彼女の代わりに
高級ホテルのレストランでの食事をドタキャンされた俺は、引き篭もりで居候している妹を気晴らしに誘った。レストランにあとから現れたのは、見違えるように綺麗になった妹。そんな彼女とホテルで一夜を過ごすことになった俺は、彼女のシミひとつない身体を目にして抑えていた獣欲が目覚める。
『ごめんなさい、中村さん。今日は大好きな歌い手の配信があって』
電話の向こうの彼女が、申し訳無さそうに言い訳した。
一ヶ月も前に約束したのにネットアイドルを言い訳にドタキャンしてきた彼女に、僅かに残っていた希望と想いが霧散する。
「あ、そか。うん、分かった。じゃあ、仕方ないね」
『ありがとう。やっぱり、中村さんは違うと思うの。それじゃね』
彼女はさっぱりとした口調でそう言うと、俺の答えを待たずに電話を切った。
俺はしばらく固まり、
「はあ」
と大きな溜息をついてスマホを耳から離す。
「いったい、なにが『違う』んだ?」
深く座り込んだ椅子がギシリと軋んだ。少し高めのスーツが皺になるが、どうでもいい。
頑張って告白しようと思って準備したのに、最初から無駄だったってことか。
「振られた?」
「ああ、そうだな。せっかくの食事だから、誰か代わりをーーっ!」
不意にかけられた声に正直に答え、俺はハッとして振り返った。
擦り切れたトレーナーと履き古したジャージを着た妹がニヤニヤとした表情で俺のスマホを覗き込んでいる。

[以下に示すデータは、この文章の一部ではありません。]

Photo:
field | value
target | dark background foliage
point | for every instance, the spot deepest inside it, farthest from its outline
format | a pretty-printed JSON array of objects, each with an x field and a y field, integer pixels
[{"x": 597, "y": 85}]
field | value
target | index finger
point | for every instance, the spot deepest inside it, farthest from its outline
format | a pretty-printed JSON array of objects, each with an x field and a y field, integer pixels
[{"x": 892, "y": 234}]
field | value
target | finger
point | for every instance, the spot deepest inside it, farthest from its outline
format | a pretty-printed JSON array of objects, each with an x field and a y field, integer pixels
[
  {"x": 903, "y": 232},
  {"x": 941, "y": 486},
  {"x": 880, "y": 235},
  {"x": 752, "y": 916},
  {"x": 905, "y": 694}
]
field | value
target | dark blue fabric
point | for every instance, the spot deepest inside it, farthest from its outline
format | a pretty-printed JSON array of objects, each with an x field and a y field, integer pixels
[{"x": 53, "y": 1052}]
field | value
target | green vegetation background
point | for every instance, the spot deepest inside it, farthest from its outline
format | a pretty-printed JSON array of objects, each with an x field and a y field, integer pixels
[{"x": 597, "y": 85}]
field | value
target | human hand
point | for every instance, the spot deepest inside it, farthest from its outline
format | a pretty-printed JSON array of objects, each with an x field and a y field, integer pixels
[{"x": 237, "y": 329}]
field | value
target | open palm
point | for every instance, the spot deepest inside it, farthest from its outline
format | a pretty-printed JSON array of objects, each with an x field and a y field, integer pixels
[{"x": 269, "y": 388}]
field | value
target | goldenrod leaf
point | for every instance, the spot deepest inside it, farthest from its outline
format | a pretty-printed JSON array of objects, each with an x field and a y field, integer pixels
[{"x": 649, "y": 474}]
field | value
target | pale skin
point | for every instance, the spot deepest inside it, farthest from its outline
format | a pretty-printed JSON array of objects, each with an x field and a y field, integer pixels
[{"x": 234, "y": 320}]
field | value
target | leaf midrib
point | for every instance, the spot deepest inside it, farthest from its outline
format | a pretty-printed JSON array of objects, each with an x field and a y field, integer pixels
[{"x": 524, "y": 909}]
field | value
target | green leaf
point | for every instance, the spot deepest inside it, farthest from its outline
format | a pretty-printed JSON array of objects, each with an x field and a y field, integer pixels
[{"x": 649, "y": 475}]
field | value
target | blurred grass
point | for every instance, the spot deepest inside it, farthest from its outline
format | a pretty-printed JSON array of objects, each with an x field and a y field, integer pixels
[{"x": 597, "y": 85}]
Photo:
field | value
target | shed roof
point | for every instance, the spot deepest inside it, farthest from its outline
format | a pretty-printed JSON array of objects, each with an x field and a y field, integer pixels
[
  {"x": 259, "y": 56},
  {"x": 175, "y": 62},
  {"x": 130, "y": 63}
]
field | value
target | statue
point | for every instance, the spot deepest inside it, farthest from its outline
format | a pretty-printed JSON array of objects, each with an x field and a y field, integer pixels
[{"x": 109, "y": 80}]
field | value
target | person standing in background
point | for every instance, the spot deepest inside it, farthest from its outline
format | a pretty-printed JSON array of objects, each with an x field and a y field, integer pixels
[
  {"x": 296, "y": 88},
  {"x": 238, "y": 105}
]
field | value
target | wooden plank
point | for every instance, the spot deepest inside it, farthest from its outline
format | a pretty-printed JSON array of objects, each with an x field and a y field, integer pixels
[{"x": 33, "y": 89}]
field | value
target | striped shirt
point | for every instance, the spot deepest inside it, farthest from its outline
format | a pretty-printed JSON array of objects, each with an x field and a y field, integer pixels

「な、なんだよ、唯! お前なんでまた、勝手に入ってきてんのっ?」
「大好きなお兄ちゃんの部屋だからね。むしろ、ここにずっといたいくらいだよ」
「馬鹿なこと言ってないで出てけよ」
「え? いいじゃん。なんなら、私を誘ってくれてもいんだよ? キャンセル料取られるんでしょ?」
「うるさい!」
「ひゃんっ」
俺が怒鳴って立ち上がると、尻餅をついた彼女は首を竦めて身体を小さくし、伸びた前髪の隙間から覗きこむように俺を見つめた。
本当にだらしない妹だ。
髪はバサバサだし、服だって万年同じ部屋着のまま、爪だって伸び放題。お風呂にだってまともに入ってるのかどうか分からない。
学校を中退してから何もせず、部屋に閉じこもったまま。
たまに出てきたと思ったら、俺の部屋に勝手に入ってきて寝てるし、俺がいるときにも平気な顔で入ってくる。
家事だけはきちんとやってくれてるからいいものの、それ以外は人として最低だ。
実家に帰って久々に会った時はいかにもな引きこもりだったのに、俺が引き取ってからはずっとこんな感じだ。
元気になってくれたのは嬉しいけど、ちょっとは遠慮してほしい。
俺がどんな気持ちで彼女を作ろうとしてるのか、分かってんのか?
「ご、ごめんなさい。あの、えと……ごめんなさい」
彼女はその場にヘタリ込み、床に両手をついて俯いたままぶつぶつと謝り始めた。
俺はハッとして頭を振り、さっき浮かんだ不平不満を振り払う。
またやっちまった。
彼女は全然悪くない。
久々に帰省したときに見た寂しげな瞳が頭から離れず、彼女を呼び寄せたのは俺自身なんだ。
今は家のことをほとんどしてくれてるし、本当に明るくなった。
もう自立させるべきなのに、俺が中途半端な気持ちで彼女を甘やかしているだけだ。
「あ、ごめん、ちょっと図星を突かれて驚いただけだから」
声を抑えながら笑いかけると、唯の前髪の奥の瞳が怯えた子犬のように俺を見つめた。
それは、俺が実家から戻ろうとした時に見せた、あの縋るような目だ。
その目は俺の心をぎゅっと掴んで、離してくれない。